Cuba begins widespread rationing due to shortages
Havana — The Cuban government announced Friday it is launching widespread rationing of chicken, eggs, rice, beans, soap and other basic products in the face of a grave economic crisis. Commerce Minister Betsy Díaz Velázquez told the state-run Cuban News Agency that various forms of rationing would be employed in order to deal with shortages of staple foods.
Díaz blamed the hardening of the U.S. trade embargo by the Trump administration. Economists give equal or greater blame to a plunge in aid from Venezuela, where the collapse of the state-run oil company has led to a nearly two-thirds cut in shipments of subsidized fuel that Cuba used for power and to earn hard currency on the open market.
Cuba imports roughly two-thirds of its food at an annual cost of more than $2 billion and brief shortages of individual products have been common for years. In recent months, a growing number of products have started to go missing for days or weeks at a time, and long lines have sprung up within minutes of the appearance of scarce products like chicken or flour.
“The country’s going through a tough moment. This is the right response. Without this, there’ll be hoarders. I just got out of work and I was able to buy hot dogs,” said Lazara García, a 56-year-old tobacco factory worker.
At the Havana shopping center where García bought her hot dogs, cashiers received orders Friday morning to limit powdered milk to four packets per person, sausages to four packs per person and peas to five packets per person.
Limited rationing of certain products has already begun in many parts of the country, with stores limiting the number of items like bottles of cooking oil that a single shopper can purchase. The policy announced by Díaz appears to go further and apply the same standards across the country of 11 million people.

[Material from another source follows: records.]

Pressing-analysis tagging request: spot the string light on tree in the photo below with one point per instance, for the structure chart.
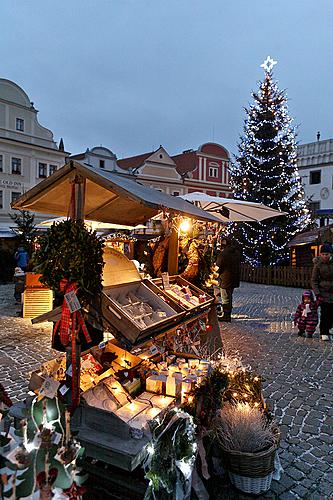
(266, 172)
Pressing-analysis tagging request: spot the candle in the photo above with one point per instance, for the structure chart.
(186, 388)
(67, 426)
(24, 432)
(193, 363)
(172, 369)
(173, 387)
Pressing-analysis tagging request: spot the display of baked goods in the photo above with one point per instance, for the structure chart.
(142, 311)
(185, 296)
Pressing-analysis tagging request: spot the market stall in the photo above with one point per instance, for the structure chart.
(138, 313)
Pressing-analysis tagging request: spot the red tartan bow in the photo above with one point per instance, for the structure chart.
(64, 324)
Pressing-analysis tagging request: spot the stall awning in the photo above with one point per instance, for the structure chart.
(109, 197)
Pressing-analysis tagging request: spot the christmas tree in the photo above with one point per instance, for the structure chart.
(266, 172)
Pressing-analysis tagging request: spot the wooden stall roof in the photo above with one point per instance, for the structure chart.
(109, 197)
(315, 236)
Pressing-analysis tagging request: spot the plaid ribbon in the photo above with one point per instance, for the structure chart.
(69, 327)
(64, 324)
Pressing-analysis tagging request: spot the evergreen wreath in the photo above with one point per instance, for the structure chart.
(170, 455)
(69, 250)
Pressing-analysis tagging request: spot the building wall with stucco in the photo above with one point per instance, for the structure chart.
(28, 152)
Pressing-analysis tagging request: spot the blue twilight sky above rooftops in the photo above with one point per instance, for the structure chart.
(134, 74)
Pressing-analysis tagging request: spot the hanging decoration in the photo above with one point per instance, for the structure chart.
(170, 456)
(70, 251)
(40, 458)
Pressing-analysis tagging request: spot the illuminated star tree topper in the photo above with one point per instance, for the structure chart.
(266, 171)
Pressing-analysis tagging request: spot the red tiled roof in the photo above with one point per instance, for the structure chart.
(214, 149)
(79, 156)
(133, 161)
(185, 162)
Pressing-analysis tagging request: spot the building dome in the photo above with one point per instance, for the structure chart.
(10, 91)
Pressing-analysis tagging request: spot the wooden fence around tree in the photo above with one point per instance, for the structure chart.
(284, 276)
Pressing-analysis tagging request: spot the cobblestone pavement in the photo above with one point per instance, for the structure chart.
(298, 385)
(298, 374)
(23, 346)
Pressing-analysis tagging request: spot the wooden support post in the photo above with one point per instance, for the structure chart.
(77, 213)
(173, 252)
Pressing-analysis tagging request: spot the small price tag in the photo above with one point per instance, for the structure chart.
(63, 390)
(72, 301)
(56, 437)
(49, 388)
(165, 281)
(153, 349)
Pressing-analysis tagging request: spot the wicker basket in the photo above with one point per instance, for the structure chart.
(252, 472)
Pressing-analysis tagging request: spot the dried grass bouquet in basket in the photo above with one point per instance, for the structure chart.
(241, 427)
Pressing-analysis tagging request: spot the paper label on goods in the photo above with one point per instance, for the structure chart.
(72, 301)
(165, 281)
(49, 388)
(56, 437)
(63, 390)
(153, 349)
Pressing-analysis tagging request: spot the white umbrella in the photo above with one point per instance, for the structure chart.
(93, 224)
(229, 209)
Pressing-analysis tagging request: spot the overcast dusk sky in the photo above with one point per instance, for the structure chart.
(134, 74)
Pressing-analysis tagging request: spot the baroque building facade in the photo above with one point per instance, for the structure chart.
(28, 152)
(204, 169)
(315, 165)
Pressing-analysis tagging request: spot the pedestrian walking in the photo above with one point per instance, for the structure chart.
(228, 261)
(22, 258)
(306, 315)
(322, 285)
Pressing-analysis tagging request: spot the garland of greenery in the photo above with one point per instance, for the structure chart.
(170, 456)
(205, 400)
(69, 250)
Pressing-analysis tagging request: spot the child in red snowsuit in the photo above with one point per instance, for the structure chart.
(306, 315)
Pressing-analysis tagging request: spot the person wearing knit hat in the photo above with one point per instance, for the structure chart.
(326, 248)
(306, 315)
(322, 285)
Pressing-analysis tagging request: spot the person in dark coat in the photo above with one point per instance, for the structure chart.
(22, 258)
(322, 285)
(228, 261)
(306, 315)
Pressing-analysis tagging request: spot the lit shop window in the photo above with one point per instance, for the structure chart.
(16, 166)
(213, 171)
(20, 124)
(315, 177)
(42, 170)
(313, 207)
(53, 168)
(15, 196)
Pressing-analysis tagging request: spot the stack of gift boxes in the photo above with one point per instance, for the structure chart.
(134, 388)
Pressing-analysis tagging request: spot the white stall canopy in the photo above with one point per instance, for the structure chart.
(108, 197)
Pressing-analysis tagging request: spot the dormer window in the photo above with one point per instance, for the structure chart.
(42, 170)
(213, 169)
(20, 124)
(16, 166)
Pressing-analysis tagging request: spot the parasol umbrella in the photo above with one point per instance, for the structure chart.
(229, 209)
(93, 224)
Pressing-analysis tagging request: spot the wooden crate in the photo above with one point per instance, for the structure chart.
(116, 315)
(37, 301)
(190, 309)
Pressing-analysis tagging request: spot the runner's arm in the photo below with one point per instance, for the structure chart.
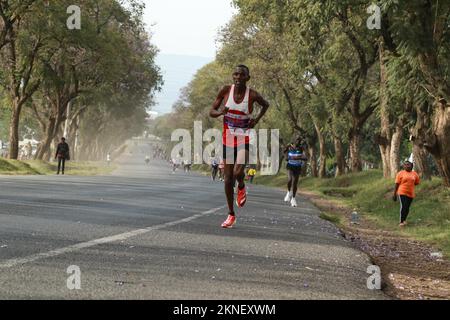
(265, 106)
(215, 111)
(397, 185)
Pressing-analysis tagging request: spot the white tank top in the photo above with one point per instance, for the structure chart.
(243, 107)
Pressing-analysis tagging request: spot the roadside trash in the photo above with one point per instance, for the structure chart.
(355, 217)
(436, 255)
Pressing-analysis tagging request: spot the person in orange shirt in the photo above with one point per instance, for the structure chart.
(405, 183)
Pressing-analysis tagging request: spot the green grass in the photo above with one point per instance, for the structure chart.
(371, 195)
(35, 167)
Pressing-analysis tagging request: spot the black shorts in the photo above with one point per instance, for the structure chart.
(234, 151)
(295, 170)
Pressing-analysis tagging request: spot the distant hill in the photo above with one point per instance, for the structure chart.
(177, 71)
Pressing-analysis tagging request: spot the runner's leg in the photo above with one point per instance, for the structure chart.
(229, 186)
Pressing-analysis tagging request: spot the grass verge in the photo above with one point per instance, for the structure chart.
(371, 195)
(35, 167)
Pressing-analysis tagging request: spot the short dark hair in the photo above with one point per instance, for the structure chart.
(243, 66)
(409, 162)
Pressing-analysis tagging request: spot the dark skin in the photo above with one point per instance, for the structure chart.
(233, 172)
(407, 167)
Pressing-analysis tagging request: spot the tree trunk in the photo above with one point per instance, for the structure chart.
(14, 129)
(322, 151)
(355, 150)
(441, 150)
(394, 157)
(322, 156)
(340, 158)
(45, 144)
(384, 139)
(313, 160)
(421, 162)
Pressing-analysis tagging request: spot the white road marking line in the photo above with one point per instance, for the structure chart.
(119, 237)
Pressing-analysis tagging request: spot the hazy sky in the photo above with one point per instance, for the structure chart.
(187, 27)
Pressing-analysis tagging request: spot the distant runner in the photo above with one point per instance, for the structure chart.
(251, 174)
(221, 170)
(214, 169)
(239, 101)
(295, 161)
(187, 166)
(62, 154)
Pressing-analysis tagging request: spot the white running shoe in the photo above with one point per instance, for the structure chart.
(293, 202)
(288, 197)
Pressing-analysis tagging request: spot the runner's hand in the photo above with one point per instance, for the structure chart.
(252, 123)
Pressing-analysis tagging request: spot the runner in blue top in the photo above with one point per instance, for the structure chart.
(296, 159)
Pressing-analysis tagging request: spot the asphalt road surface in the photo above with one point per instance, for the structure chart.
(145, 233)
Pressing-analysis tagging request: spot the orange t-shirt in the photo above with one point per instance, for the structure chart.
(407, 181)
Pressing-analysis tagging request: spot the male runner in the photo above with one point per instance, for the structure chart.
(296, 159)
(239, 101)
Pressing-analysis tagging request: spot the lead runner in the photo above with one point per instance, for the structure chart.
(239, 100)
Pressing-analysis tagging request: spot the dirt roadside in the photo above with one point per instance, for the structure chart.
(409, 270)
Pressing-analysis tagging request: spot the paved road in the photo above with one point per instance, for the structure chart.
(144, 233)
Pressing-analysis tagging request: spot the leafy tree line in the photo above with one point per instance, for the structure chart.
(355, 94)
(93, 84)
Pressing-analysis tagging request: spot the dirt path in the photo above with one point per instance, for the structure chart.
(409, 270)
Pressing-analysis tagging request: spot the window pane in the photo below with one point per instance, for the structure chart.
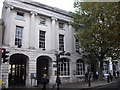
(42, 39)
(18, 35)
(61, 42)
(42, 20)
(20, 15)
(61, 25)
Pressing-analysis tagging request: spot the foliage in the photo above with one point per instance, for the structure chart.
(97, 26)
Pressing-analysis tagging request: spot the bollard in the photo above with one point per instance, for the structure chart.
(108, 79)
(89, 83)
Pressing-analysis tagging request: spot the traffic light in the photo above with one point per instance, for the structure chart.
(4, 55)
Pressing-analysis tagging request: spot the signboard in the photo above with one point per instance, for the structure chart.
(33, 75)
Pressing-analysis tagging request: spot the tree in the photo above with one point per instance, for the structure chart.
(97, 26)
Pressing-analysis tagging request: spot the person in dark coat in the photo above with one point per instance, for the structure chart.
(45, 81)
(86, 77)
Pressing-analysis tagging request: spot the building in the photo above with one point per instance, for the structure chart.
(33, 34)
(1, 29)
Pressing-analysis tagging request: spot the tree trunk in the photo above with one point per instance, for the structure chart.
(101, 70)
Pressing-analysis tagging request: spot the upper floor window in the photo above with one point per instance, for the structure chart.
(20, 15)
(80, 69)
(18, 36)
(106, 67)
(42, 20)
(61, 25)
(42, 39)
(77, 44)
(61, 42)
(64, 67)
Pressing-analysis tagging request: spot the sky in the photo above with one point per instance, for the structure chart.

Díaz said chicken will now be sold in limited quantities. Low-priced soap, rice, bean, peas and eggs will now only be sold in limited quantities per person and controlled through the national system of ration books, she said.
Díaz provided a grim series of statistics on food production by the state-run sector, which has found itself struggling to find the cash it needs to pay for basic inputs. She said that in March Cuba produced 900,000 fewer eggs than the 5.7 million needed daily to satisfy national demand. That deficit shrank to 600,000 by mid-April, she said.
The production of pork, the most-consumed meat in Cuba and a normally affordable staple of most people’s diets, is hundreds of tons below target.
“Selling limited quantities will lead to equal distribution, so that the greatest number of people can buy the product, and we can avoid hoarding,” she said.
The latest shortages and rationing appear to mark the end of a phase of relative prosperity but conditions are nowhere close to the deprivation of what is known as Cuba’s “special period.” Cuba’s highest leaders say there will be no return to the worst days of the post-Soviet depression because the island has diversified its economy and built trade ties with countries around the world.